Parallel Execution: Refactor the planner.py & provider calls to use async/threading, respecting per-provider rate limits.

Scanning 10,000 IPs sequentially is impractical. Parallelization is essential for performance.

Enhanced discovery & provider layer

Goal: Increase discovery coverage and resilience by scaling the provider layer beyond the initial Netlas integration.

Component

Enhancement

Rationale

Providers/

Multi-Provider Support: Implement censys.py and shodan.py providers against the same base.py interface.

Different datasets have different coverage. Using multiple sources increases the likelihood of finding a target.

Providers/

Private Dataset Provider: Create a provider that queries internal, passive data sources (e.g., internal network sensor logs, Zeek data).

Critical for scanning internal, non-routable networks that public APIs cannot see.

Engine/Planner

Intelligent Query Planning: Enhance planner.py to generate the most efficient query for each provider (e.g., batching IPs, using bulk search endpoints).

Optimizes for API cost and speed.

Providers/Base

Provider Fallback & Blending Logic: Implement logic to try providers in sequence or blend results if a probe fails or returns empty.

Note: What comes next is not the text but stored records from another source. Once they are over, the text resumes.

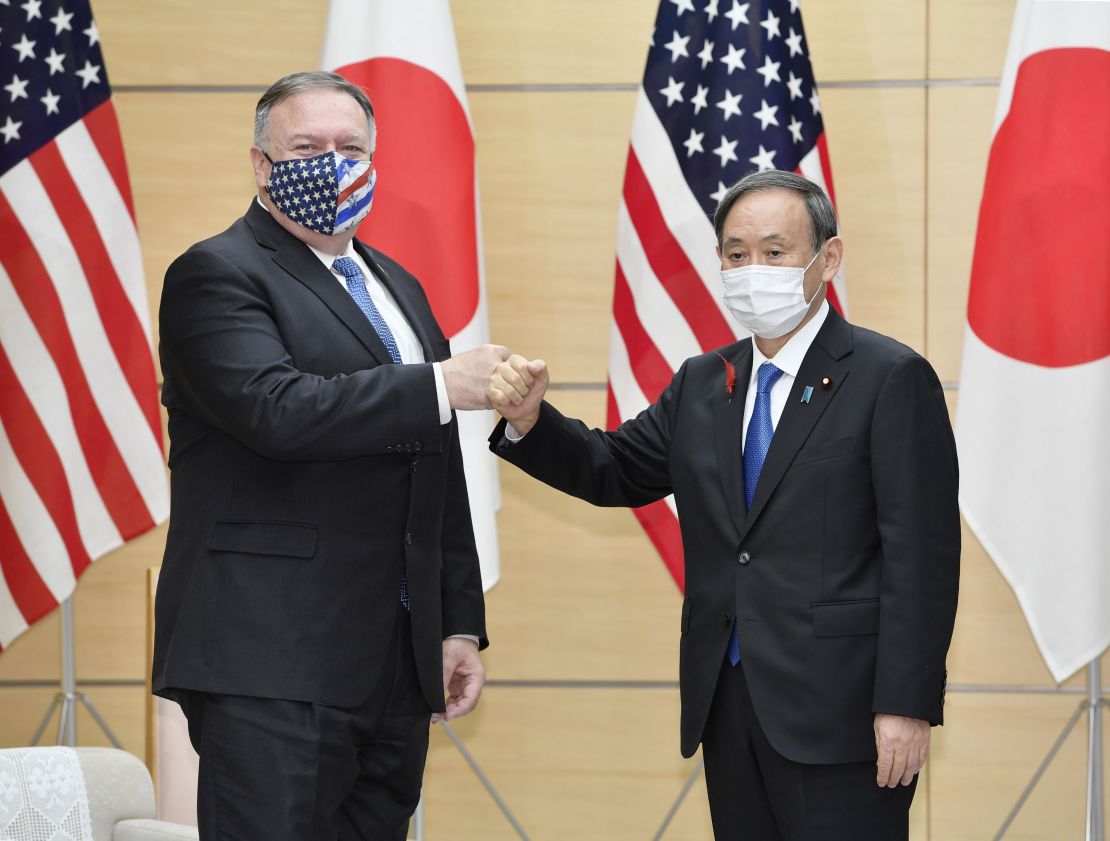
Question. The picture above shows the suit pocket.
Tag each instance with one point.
(441, 350)
(846, 618)
(828, 449)
(264, 537)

Ensures a single API outage or data gap doesn’t break a scan. Increases reliability.

Operational integrationi

Goal: Integrate the scanner into the full Desk → Forge → Scanner workflow and add controlled active capabilities.

Component

Enhancement

Rationale

New Component

Active Probe Provider Module: Create a new provider that, when configured and authorized, performs safe, minimal active probes (e.g., TCP SYN, basic HTTP GET). Key: It implements the same base.py interface.

For internal networks or targets with no passive data, a controlled active check is necessary. Keeping it as a provider isolates the risk and complexity.

Controller

Automation & Scheduling: Package the scanner for scheduled runs (Docker image, systemd service). Integrate with workflow tools (Apache Airflow, Rundeck) for regular scanning jobs.

The scanner must run reliably without manual intervention to provide continuous visibility.

Integration

Obsidian Desk Integration: Build automation to consume a Desk’s Artefact List and propose or generate a draft fingerprint.yaml.

Closes the loop between analysis (Desk) and detection (Scanner), dramatically speeding up the fingerprint creation process.

Engine/Evaluator

Confidence Scoring: Extend the evaluator.py and evidence.py model to output a confidence score (e.g., HIGH for 3/3 probes, MEDIUM for 1/1 unique probe) alongside the boolean match.

Helps operators prioritize findings. A HIGH confidence match on a critical vulnerability is a P0 ticket.

Non-goals

To prevent scope creep, the following are explicitly out of scope for the foreseeable future:

  • Graphical User Interface (GUI): The tool is and will remain a CLI/API-driven service.

  • Real-Time Streaming Analysis: The scanner operates on defined target lists and schedules, not as a live packet analysis engine.

  • Exploitation or Post-Exploitation: The scanner’s purpose is identification and fingerprinting. It will never contain payloads or exploit code.

  • Stealth or Evasion Techniques: The active probe module will perform straightforward, identifiable requests. It is a diagnostic tool, not a penetration testing tool.

Success metrics

The transition from spike to operational tool will be measured by:

  1. Reliability: Can run a scan of 10,000 targets over 24 hours without crashing, respecting all API limits.

  2. Coverage: Successfully identifies targets across multiple data sources (2+ public APIs, 1 internal source).

  3. Integration: Produces outputs consumed by at least two other operational systems (e.g., SIEM, ticketing system).

  4. Speed: From fingerprint definition (fingerprint.yaml) to first results in production is under 1 hour.

This roadmap uses the spike architecture as a stable foundation, detailing what to build next while respecting the clear separation of concerns you’ve already defined. The path is incremental, de-risked, and focused on operational utility.